"Aging conjures up our deepest fears of decline, dependence, death. Still, surely there are possibilities, resources, opportunities even in aging — opportunities that we could make more of if we acknowledged and embraced them straight on. There are all manner of specific community needs that older people — skilled, experienced, patient, and (let us hope) freed from the need to continue making a wage — are in especially good positions to meet. Sustaining historical memory, for one. What about systematically bringing older people into childcare? Into the schools? Remember the ancient pattern: in most traditional societies, it is the oldest generation that brings up the young, who induct the new generation into the culture. From the most ancient times, the elders were the ones who advised, mediated, fought for what was right. Now we have the Raging Grannies, embracing their age, who clog the recruiters' lines to keep their grandchildren and everyone's grandchildren from going to Iraq. Doris Haddock, 'Granny D,' trekked all the way across the USA on her own at age 90 for campaign finance reform, getting herself arrested at the Capitol when she arrived, the people's emissary.

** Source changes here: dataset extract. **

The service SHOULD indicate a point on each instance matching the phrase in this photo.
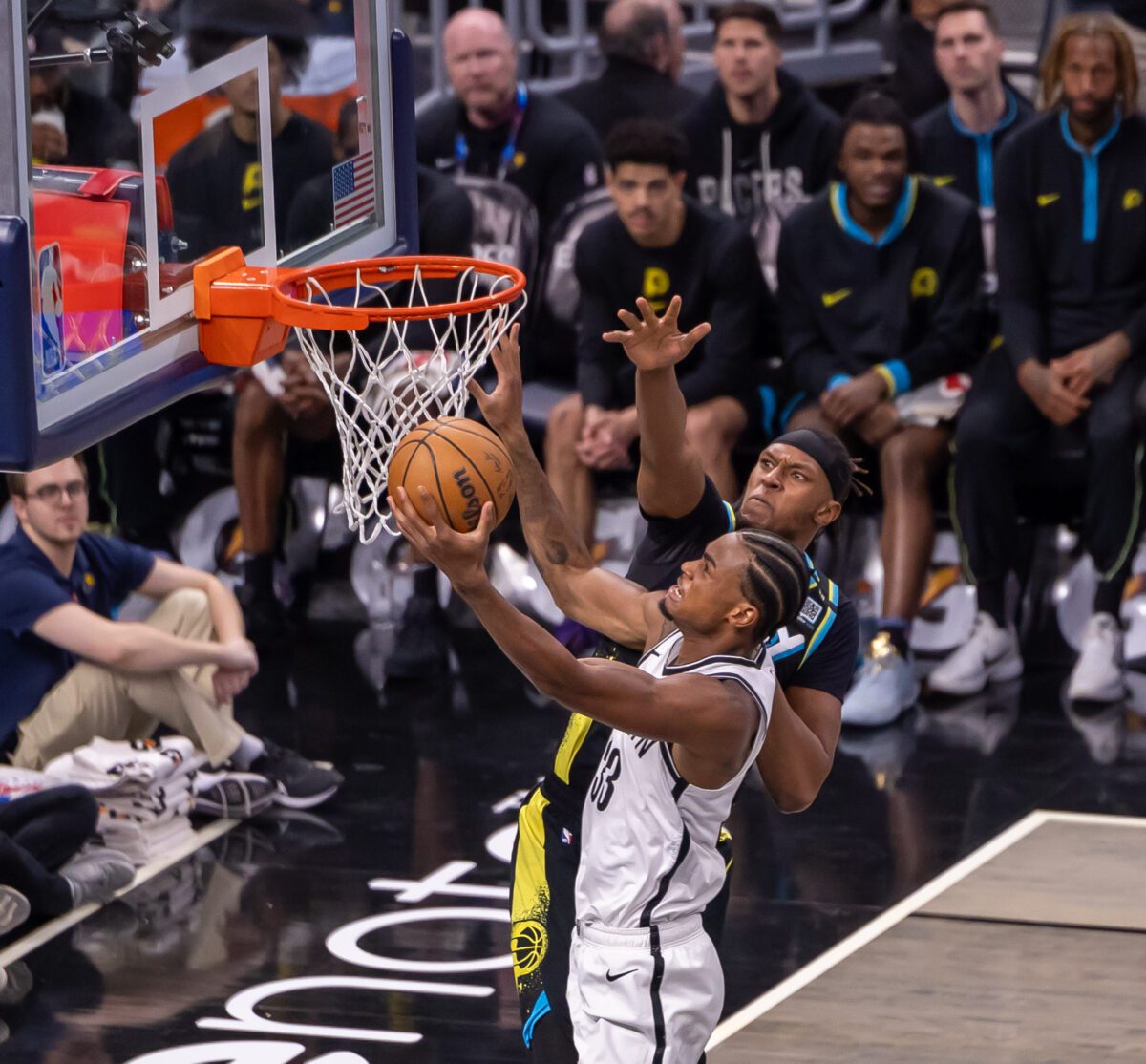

"From my friend Bolton Anthony, freelance change-catalyst extraordinaire, I have learned to take the next step: to remember that in traditional societies the older generations are also the natural custodians not just of the past but also of the future. Freed from the immediate pressures of survival, reproduction and work, having lived long enough to glimpse the grander flow of time, older people can take a longer view of things. Maybe a little forgetfulness also helps. They are the ones, freed up precisely by the changes that age brings, who can become society's greatest visionaries! Thus the very work this book invites us to — re-imagining the world — might in fact be a prime work of our elders.

"Anthony is already hard at work creating councils of elders who take radical imagination as their project, indeed their responsibility. He's adding a new vision of retirement communities as well — as natural homes for such councils. A Core group of elders would live in such places and regularly host wider groups, of all ages, for facilitated visioning. Elder communities as creative incubators of the future — now there's a vision for us!"